Довбня недоумевающе взглянул на него и спросил:
– Какая?
– Вот с кем вам следует познакомиться! Вы знаете отца Николая? Это его жена – молодая, прекрасно поет и очень любит музыку.
– С попадьей? – спросил Довбня. – А у них есть что выпить?
Проценко сморщился и сказал небрежно:
– Наверное... как в каждом семейном доме.
– А если нет, то какого черта я к ним пойду? Чего я там не видел – поповской нищеты?
Проценко еще досадней стало. Довбня прав. Он и сам часто видел их нищету. Потом вспомнил попадью, такую живую, красивую.
– Неужели вы оцениваете людей по их достатку? – спросил он.
– А по чему же еще? – спокойно ответил Довбня. – Приедешь к людям в дом, посидишь до полуночи, а тебе не дадут ни рюмки водки, ни ломтика хлеба?
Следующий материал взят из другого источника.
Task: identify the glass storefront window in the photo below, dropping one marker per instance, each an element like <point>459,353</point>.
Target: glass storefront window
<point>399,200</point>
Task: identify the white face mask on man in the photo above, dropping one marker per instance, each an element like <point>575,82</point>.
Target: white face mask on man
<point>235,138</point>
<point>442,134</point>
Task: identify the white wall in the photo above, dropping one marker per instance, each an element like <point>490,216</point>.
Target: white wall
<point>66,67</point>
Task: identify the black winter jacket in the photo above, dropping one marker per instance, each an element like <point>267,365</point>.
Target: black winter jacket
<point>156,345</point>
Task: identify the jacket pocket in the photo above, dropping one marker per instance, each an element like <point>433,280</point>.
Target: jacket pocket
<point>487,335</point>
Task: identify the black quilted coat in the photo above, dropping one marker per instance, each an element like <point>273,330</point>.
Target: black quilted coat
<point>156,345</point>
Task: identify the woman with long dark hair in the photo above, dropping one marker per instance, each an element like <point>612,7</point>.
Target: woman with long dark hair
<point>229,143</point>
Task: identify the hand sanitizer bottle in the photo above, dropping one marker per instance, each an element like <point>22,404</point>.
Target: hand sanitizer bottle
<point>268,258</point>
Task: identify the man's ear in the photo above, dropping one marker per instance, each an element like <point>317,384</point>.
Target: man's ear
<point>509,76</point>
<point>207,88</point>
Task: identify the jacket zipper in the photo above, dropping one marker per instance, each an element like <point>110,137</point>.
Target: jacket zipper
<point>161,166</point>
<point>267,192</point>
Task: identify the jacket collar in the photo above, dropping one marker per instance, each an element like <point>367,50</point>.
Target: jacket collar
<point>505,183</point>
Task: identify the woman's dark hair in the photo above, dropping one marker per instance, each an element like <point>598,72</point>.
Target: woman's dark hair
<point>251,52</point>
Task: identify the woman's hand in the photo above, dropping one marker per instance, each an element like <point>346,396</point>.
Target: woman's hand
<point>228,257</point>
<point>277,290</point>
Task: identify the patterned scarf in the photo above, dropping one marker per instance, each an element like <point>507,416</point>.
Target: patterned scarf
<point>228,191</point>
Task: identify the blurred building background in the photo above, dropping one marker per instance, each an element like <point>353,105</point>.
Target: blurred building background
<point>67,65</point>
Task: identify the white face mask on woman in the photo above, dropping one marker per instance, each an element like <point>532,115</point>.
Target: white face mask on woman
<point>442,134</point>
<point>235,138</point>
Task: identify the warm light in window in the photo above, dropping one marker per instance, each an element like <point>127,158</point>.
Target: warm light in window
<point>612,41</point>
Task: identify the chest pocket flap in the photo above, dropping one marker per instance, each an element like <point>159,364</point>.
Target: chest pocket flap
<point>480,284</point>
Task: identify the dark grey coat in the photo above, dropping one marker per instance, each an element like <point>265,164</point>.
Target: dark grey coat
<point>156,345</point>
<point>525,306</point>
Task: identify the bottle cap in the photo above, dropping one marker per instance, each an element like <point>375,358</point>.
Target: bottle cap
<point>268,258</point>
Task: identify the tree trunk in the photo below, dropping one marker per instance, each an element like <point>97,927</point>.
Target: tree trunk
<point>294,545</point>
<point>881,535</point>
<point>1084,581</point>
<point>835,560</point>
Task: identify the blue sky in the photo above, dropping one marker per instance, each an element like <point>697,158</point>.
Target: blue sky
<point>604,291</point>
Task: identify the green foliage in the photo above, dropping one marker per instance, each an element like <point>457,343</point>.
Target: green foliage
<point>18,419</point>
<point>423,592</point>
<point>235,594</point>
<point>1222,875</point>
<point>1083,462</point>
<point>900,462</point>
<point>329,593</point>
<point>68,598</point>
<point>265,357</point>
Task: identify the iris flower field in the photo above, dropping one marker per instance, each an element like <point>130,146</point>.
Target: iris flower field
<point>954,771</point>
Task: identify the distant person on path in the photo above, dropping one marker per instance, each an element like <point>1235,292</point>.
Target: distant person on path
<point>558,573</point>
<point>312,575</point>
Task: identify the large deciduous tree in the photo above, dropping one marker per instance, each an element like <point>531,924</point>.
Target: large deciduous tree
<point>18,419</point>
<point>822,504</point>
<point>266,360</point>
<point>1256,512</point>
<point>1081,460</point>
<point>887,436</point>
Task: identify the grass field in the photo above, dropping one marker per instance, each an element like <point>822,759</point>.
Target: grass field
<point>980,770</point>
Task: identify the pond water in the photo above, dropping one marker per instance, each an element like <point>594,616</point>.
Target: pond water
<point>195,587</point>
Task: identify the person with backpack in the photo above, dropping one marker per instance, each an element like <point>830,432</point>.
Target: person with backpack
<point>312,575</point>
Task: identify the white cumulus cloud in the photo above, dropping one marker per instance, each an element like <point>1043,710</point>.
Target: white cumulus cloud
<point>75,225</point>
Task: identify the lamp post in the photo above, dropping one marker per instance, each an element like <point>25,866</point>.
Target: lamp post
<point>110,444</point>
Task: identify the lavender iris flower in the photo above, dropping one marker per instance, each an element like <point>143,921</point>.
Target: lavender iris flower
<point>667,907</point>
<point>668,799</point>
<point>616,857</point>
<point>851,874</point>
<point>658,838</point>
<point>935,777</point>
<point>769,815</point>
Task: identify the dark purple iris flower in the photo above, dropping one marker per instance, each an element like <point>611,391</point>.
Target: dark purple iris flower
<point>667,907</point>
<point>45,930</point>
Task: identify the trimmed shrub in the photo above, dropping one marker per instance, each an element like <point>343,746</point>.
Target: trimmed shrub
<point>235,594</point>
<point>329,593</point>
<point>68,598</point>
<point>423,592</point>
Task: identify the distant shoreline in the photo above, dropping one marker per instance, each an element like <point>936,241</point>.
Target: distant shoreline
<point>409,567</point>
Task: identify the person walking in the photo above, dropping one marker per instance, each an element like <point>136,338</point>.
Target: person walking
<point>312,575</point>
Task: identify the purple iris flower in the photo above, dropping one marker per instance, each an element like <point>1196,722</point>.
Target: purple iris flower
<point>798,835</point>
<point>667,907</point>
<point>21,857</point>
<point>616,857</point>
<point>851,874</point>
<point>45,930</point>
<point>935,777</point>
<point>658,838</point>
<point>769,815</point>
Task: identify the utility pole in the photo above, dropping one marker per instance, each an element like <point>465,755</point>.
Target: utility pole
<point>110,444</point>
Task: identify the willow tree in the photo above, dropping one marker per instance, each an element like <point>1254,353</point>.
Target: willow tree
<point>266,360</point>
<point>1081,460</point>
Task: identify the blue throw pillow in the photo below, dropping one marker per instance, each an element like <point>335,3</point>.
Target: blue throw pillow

«Обжора! Пьянчуга!» – чуть не сорвалось с языка Проценко, но он только заерзал на стуле.
– А впрочем, пойдем, если вам хочется, – согласился Довбня. – Потрясем маленько поповскую мошну. Я его еще до семинарии знаю, а попадья, говорят, веселенькая.
Эти слова так и резанули ухо Проценко, он готов был, кажется, броситься с кулаками на этого проклятого пьяницу.
А тот как ни в чем не бывало стоял перед ним, спокойный и ровный, только еле заметная усмешка играла на его губах, да глаза ехидно поблескивали. Проценко страшно стало от мысли, что такой талантливый человек, как Довбня, так опустился.